During the Korean War 54,229 died in combat, over 103,000 were wounded and over 8,000 missing in action.

In Vietnam, 58,226 Americans were killed or MIA.

The Department of Veterans Affairs cites 41,790,000 participants in America’s wars from the Revolution to 1998, with 1,090,200 listed as having died in the service of the nation. (3) Losses in the current wars in Iraq and Afghanistan are approaching 4,000 killed.

For too many in America, Memorial Day is just another holiday, a long weekend in May to get away and relax. Thankfully, there are a great many people across this vast land of ours that never forget. An example is Vietnam veteran Sid Chase, the director of veteran’s affairs for fourteen towns in Barnstable County, Massachusetts. For thirty-eight years he has seen to it that the grave of each of the approximately 3,600 veterans who are buried in the county’s many local cemeteries has a small, new American flag placed by it on Memorial Day. These include the graves of Revolutionary War and Civil War soldiers. Sid could delegate the job to others but he deems it an honor to carry out most of the task himself. The weather has been fine this year, but “Some years it pours,” he recalls. “I just get my golf wet suit out and my mukluks and go at it.” Some of them he knew personally: the principal of his high school and his hockey coach, both World War II veterans. Even with the help of a local Girl Scout troop that places over 1,000 flags in one the largest of the cemeteries located in the village of Cotuit, it takes him about a week. “You get a bit of a history lesson on what they did for God and country,” he says. (4)

For living veterans, Memorial Day is very often a poignant moment. Perhaps the most unusual ceremony ever recorded occurred at the new American military cemetery at Anzio-Nettuno, Italy in 1945. The cemetery was still a raw, unfinished place with wooden grave markers. The principal speaker was Lt. Gen. Lucian K. Truscott, the U.S. Fifth Army commander who commanded Allied troops at Anzio the year before. The cemetery was filled with visitors and VIPs that included several American senators, and a military honor guard. Also present that day was famed GI cartoonist, Bill Mauldin and as he later related, there was a very different kind of ceremony held that day.

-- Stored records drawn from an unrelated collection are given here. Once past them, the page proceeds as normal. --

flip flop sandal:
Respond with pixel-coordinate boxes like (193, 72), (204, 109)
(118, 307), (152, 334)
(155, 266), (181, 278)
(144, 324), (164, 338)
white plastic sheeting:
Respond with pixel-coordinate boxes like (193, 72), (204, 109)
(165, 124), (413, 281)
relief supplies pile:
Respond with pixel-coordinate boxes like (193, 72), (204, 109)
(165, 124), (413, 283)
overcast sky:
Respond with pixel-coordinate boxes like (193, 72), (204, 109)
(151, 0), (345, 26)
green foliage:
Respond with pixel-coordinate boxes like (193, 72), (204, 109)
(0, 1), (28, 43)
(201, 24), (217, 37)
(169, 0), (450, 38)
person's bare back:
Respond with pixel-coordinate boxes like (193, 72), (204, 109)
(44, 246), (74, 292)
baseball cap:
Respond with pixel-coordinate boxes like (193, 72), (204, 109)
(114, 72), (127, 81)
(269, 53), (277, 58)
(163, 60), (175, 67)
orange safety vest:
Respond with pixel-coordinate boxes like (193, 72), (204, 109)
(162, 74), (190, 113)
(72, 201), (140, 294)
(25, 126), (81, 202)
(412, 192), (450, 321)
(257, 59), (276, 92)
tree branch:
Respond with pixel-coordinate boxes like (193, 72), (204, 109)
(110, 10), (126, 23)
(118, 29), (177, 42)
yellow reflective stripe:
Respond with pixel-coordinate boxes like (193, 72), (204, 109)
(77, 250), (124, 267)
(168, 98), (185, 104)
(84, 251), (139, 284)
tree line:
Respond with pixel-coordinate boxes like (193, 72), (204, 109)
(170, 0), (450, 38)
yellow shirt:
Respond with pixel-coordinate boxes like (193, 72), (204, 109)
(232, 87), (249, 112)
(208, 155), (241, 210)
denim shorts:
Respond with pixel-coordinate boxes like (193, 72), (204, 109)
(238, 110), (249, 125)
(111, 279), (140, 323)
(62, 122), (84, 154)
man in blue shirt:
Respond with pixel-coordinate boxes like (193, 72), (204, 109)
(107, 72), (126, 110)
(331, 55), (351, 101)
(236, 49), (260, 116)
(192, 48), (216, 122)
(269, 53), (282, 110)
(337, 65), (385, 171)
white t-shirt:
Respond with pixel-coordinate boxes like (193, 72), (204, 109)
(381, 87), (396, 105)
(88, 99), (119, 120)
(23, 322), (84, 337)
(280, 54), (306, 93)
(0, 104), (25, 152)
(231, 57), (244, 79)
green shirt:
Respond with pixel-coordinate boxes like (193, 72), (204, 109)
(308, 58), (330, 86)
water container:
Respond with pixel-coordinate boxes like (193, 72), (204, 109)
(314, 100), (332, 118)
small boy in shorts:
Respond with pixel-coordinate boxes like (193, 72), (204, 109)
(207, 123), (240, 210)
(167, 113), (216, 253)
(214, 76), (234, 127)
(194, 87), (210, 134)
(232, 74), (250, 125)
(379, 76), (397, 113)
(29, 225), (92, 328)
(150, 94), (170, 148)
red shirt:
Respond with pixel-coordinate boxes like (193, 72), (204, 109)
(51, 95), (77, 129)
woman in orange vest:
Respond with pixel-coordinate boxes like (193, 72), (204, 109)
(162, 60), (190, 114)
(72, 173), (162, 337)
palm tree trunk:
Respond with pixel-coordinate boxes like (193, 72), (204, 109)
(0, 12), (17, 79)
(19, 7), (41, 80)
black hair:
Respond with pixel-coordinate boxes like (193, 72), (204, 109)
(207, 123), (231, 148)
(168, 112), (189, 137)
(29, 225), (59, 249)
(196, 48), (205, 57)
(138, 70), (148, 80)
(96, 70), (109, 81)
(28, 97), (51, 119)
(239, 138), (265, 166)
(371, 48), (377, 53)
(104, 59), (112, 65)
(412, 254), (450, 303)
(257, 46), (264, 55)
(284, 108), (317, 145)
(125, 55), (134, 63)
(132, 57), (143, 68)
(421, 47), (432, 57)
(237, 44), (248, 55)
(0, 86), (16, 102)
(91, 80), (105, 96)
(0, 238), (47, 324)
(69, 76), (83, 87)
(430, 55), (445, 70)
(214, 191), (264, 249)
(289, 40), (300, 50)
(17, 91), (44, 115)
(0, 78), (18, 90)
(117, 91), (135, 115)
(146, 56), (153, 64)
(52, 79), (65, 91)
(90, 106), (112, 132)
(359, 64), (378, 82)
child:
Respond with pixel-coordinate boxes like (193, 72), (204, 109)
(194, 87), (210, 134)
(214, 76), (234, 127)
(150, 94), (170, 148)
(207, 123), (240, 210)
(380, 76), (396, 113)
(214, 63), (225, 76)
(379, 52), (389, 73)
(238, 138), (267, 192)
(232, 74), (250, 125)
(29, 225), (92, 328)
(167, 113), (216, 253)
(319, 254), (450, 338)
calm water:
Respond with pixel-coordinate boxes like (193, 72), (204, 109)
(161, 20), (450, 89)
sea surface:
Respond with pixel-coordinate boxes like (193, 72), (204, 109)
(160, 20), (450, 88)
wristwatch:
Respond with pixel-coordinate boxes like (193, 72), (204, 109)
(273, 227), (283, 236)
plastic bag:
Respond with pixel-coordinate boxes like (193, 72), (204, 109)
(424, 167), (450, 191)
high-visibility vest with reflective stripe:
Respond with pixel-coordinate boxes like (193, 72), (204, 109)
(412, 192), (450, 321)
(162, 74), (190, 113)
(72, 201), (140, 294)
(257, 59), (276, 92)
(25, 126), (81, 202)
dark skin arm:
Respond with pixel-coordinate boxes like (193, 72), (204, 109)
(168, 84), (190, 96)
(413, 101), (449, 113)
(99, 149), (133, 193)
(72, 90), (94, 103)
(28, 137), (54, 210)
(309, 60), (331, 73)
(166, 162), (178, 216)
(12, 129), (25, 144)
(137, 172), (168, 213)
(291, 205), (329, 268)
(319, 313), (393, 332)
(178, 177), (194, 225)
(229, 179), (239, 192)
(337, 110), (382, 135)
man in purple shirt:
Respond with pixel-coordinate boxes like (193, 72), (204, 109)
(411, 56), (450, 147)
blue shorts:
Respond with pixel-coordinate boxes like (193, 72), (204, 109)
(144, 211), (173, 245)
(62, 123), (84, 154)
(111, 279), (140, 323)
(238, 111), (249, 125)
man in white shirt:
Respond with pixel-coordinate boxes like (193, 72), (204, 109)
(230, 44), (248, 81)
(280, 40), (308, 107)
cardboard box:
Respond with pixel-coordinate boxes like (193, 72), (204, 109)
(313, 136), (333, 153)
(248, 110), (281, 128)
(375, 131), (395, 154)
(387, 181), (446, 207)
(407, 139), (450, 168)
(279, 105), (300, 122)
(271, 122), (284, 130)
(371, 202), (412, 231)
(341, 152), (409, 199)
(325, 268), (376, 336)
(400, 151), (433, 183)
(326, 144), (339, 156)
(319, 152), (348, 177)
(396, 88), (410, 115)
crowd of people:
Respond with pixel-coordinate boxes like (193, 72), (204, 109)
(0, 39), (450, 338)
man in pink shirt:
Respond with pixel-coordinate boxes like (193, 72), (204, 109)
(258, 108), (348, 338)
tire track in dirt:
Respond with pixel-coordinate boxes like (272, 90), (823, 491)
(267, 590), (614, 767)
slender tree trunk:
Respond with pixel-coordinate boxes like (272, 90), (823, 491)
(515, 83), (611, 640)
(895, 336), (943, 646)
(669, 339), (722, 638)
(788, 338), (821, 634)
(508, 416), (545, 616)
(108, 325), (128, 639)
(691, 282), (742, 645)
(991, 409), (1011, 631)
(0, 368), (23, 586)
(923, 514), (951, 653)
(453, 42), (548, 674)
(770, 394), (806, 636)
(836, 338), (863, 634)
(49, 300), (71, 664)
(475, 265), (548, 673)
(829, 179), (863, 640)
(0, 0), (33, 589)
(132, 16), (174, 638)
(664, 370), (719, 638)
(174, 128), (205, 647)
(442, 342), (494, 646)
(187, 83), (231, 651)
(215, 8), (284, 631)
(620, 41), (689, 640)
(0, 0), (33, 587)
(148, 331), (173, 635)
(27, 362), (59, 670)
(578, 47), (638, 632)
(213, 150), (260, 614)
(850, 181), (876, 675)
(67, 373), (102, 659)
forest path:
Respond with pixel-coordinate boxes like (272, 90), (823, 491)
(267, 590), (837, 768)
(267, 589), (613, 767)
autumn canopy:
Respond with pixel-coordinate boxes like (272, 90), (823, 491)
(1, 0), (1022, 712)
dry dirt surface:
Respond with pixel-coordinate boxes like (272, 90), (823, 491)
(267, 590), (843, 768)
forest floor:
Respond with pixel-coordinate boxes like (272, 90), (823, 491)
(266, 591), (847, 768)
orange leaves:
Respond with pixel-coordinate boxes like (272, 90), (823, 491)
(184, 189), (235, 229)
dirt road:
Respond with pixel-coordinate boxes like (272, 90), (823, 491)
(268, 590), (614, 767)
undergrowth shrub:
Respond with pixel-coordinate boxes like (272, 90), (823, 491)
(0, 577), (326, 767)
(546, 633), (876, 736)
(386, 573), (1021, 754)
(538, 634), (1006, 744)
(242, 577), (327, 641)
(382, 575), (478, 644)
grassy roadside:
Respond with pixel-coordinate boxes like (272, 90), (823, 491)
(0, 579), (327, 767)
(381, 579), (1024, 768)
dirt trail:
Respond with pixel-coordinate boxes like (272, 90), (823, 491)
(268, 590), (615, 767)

"When Truscott spoke, he turned away from the visitors and addressed himself to the corpses he had commanded there. It was the most moving gesture I ever saw. It came from a hard-boiled old man who was incapable of planned dramatics. The general’s remarks were brief and extemporaneous. He apologized to the dead men for their presence here. He said everybody tells leaders it is not their fault that men get killed in war, but that every leader knows in his heart this is not altogether true. He said he hoped anybody here through any mistake of his would forgive him, but he realized that was asking a hell of a lot under the circumstances. One of the Senators cigars went out; he bent over to relight it, then thought better of it. Truscott said he would not speak of the glorious dead because he didn’t see much glory in getting killed in your late teens or early twenties. He promised that if in the future he ran into anybody, especially old men, who thought that death in battle was glorious, he would straighten them out. He said he thought it was the least he could do.” (5)  Similar sentiments were expressed in 2007 during a ceremony in the town of Orleans, Massachusetts. The speaker was a decorated veteran of the Vietnam War, Glen Beasley. Flags flapped in the breeze and some parents carried their children on their shoulders to better view the ceremony that was concluded by the ceremonial firing of rifles by members of the Marine Corps League in memory of three local veterans lost in Iraq. Beasley’s speech touched on the history of Memorial Day, “But then his speech turned more personal. He asked fallen soldiers to ‘know we feel the guilt of being so lucky to be standing here where you should be.’” (6)

Each of the thousands of such events held across America serve as both a civics lesson and a reminder that we as a nation have not forgotten those who have made the supreme sacrifice.